The opportunities around connected devices are enormous. Supplying services for special-purpose devices might indeed provide more monetization potential for forward-looking cloud developers than apps on general-purpose screen devices tailored for human interaction, such as phones, tablets or the many PC form factors. This seems especially true when you combine such services with cloud technologies emerging around “big data” analysis.
For the purpose of the following architecture discussion, let’s imagine the offering is a Software as a Service (SaaS) for air conditioners. While the scenario is fictitious and so are all the numbers, the patterns and magnitudes are fairly close to actual scenarios that the Azure team is discussing with partners and customers.
What’s nice about air conditioners—from a business perspective—is that there’s healthy demand, and global climate trends indicate they won’t be going out of fashion anytime soon. Less nice is that they’re enormously hungry for electricity and can overload the electrical grid in hotter regions, resulting in rolling brownouts.
The SaaS solution, for which I’ll outline the architecture, targets electricity companies looking for analytic insight into air conditioner use for the purpose of capacity management and for a mechanism that allows them to make broad emergency adjustments to air conditioning systems hanging on their electricity grid when the grid is at the verge of collapse.
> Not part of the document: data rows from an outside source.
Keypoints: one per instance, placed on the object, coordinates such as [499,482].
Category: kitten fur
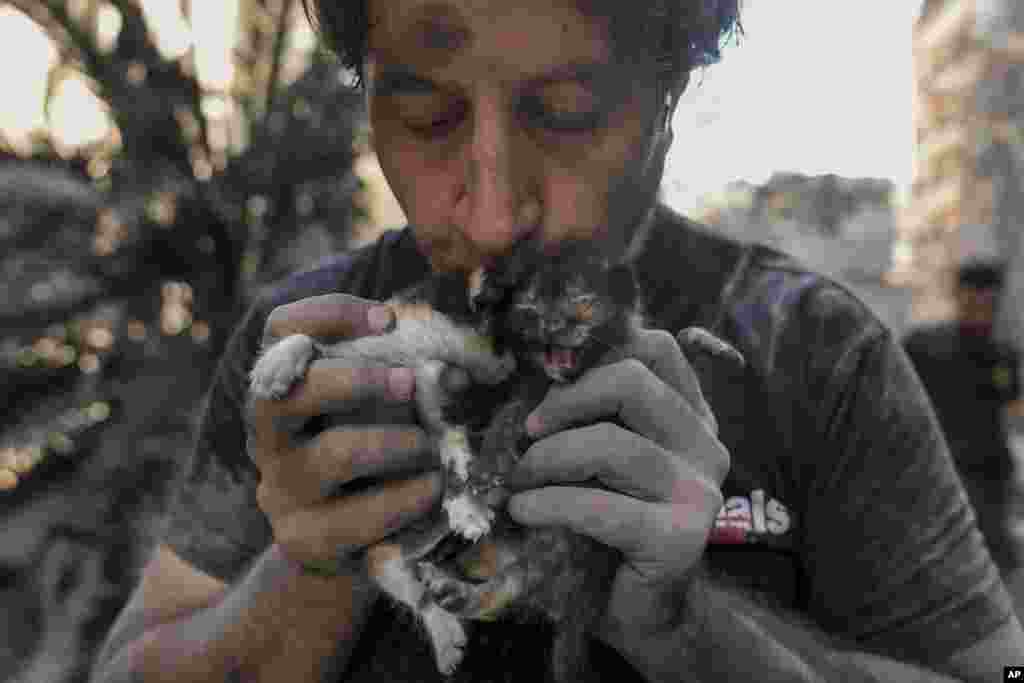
[531,321]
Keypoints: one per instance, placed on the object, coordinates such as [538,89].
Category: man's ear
[622,285]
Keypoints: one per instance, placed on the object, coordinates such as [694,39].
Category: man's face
[976,308]
[496,121]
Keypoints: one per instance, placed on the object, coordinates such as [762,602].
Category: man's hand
[657,476]
[396,464]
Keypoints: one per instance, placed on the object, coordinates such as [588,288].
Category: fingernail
[380,318]
[400,383]
[534,424]
[517,478]
[521,508]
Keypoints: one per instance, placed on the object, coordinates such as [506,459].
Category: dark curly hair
[686,34]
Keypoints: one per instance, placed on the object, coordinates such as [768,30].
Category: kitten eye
[585,311]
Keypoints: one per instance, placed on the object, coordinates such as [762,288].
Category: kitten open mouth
[559,363]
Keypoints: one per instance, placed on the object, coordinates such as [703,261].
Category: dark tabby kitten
[532,319]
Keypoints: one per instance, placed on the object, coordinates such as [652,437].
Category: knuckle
[632,374]
[663,343]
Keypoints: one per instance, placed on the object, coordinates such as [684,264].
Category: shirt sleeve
[892,549]
[213,521]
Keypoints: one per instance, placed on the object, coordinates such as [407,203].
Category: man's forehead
[431,34]
[438,26]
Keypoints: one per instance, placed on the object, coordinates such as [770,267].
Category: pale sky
[815,86]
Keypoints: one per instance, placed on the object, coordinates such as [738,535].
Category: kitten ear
[622,285]
[475,288]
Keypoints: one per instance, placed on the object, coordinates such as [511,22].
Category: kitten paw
[468,516]
[448,636]
[450,593]
[281,367]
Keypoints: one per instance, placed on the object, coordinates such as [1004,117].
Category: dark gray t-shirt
[842,502]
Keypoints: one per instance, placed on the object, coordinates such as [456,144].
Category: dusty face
[497,121]
[976,308]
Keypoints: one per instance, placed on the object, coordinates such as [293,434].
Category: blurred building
[969,99]
[843,227]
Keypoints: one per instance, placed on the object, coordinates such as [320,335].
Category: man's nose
[497,205]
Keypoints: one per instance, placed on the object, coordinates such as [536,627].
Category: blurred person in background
[972,379]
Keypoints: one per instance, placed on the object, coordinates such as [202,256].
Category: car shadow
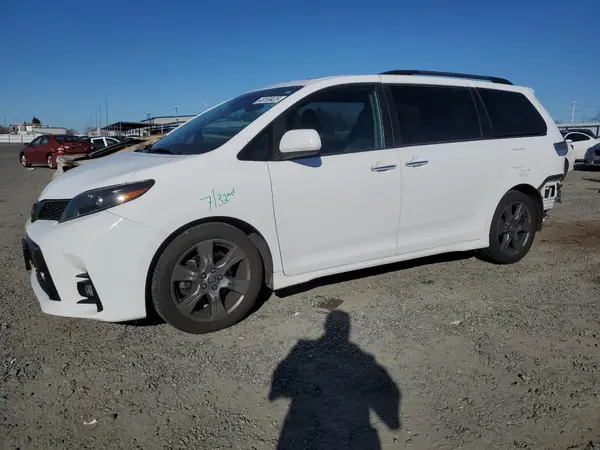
[333,386]
[373,271]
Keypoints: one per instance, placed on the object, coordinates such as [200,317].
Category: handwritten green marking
[217,199]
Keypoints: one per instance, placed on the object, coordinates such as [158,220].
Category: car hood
[107,171]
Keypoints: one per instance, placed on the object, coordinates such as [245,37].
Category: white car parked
[293,182]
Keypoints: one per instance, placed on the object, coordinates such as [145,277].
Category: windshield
[63,138]
[215,127]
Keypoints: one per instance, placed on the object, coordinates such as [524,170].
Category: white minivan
[293,182]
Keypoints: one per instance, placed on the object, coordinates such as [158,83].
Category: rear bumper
[114,253]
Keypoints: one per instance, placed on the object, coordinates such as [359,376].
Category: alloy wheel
[210,280]
[515,228]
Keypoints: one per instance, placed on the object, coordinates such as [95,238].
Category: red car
[44,149]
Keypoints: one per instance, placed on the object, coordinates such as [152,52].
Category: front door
[448,174]
[343,206]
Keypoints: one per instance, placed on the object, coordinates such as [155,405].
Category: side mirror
[300,144]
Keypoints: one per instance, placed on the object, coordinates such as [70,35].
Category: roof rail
[447,74]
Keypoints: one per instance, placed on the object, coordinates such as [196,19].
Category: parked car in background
[44,149]
[294,182]
[101,142]
[65,163]
[580,141]
[592,156]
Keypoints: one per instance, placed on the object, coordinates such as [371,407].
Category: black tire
[49,162]
[500,251]
[23,160]
[165,292]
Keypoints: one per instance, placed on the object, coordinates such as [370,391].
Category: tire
[192,292]
[49,163]
[520,232]
[23,160]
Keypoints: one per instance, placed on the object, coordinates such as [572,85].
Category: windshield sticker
[274,99]
[218,199]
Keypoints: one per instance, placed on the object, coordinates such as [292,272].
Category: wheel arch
[535,195]
[255,236]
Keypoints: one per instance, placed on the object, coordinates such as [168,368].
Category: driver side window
[577,137]
[347,119]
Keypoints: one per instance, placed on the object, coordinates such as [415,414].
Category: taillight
[562,148]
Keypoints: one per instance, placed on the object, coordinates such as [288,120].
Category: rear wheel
[513,228]
[208,278]
[50,161]
[24,161]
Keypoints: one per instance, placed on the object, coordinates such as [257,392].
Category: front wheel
[208,278]
[513,228]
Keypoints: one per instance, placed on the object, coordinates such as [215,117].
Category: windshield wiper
[162,150]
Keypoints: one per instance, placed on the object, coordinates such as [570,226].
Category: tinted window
[435,114]
[512,114]
[577,137]
[257,149]
[347,119]
[216,126]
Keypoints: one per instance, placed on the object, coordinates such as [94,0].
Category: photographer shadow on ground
[333,385]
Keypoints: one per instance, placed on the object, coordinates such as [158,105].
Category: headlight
[96,200]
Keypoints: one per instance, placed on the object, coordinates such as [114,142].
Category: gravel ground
[447,352]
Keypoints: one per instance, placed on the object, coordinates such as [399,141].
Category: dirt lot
[475,355]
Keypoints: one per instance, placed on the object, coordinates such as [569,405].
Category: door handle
[383,168]
[416,163]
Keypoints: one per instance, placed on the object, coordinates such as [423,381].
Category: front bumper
[115,254]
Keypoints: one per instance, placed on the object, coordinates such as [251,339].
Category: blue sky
[61,59]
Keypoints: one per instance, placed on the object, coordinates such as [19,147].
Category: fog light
[86,289]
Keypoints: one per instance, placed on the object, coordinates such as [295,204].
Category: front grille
[48,209]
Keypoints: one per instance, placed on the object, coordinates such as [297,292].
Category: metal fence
[593,127]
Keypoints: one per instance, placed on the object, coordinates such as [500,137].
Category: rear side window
[512,114]
[435,114]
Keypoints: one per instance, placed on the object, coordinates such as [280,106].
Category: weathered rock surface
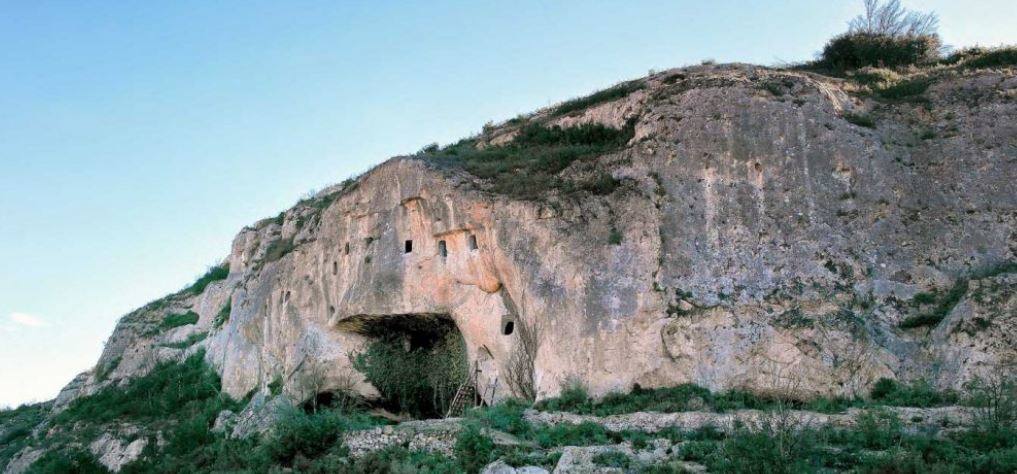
[114,452]
[766,243]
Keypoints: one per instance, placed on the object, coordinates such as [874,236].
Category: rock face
[759,240]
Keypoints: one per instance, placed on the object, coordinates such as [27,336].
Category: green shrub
[601,97]
[612,459]
[178,319]
[16,426]
[422,380]
[685,397]
[574,398]
[505,416]
[861,120]
[474,450]
[905,90]
[309,435]
[170,390]
[875,76]
[855,50]
[977,58]
[214,274]
[766,452]
[75,461]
The bet is that utility customers would prefer their room temperatures forcibly adjusted upward to a cozy 80° F/27° C, rather than having the power grid cut out, leaving them with no defense against the scorching 100° F/38° C outside temperatures.
Let’s further assume the SaaS will be paired with a number of air conditioner manufacturers to integrate the required hardware and protocols. Once the devices are installed and connected to the service, there will be opportunities to sell electricity-company- or manufacturer-branded companion apps through mobile app stores that allow the customers to monitor and control their air conditioners from their phones or tablets. Figure 1 shows an overview of the scenario.
Figure 1 Overview of the Software as a Service Solution
As you’re architecting the solution, you need to accommodate two general directions of message traffic. Inbound (from the cloud perspective), you need to collect metrics and events from the devices, aggregate the data and flow it toward the analysis system. Outbound, you need to be able to send control commands to the devices.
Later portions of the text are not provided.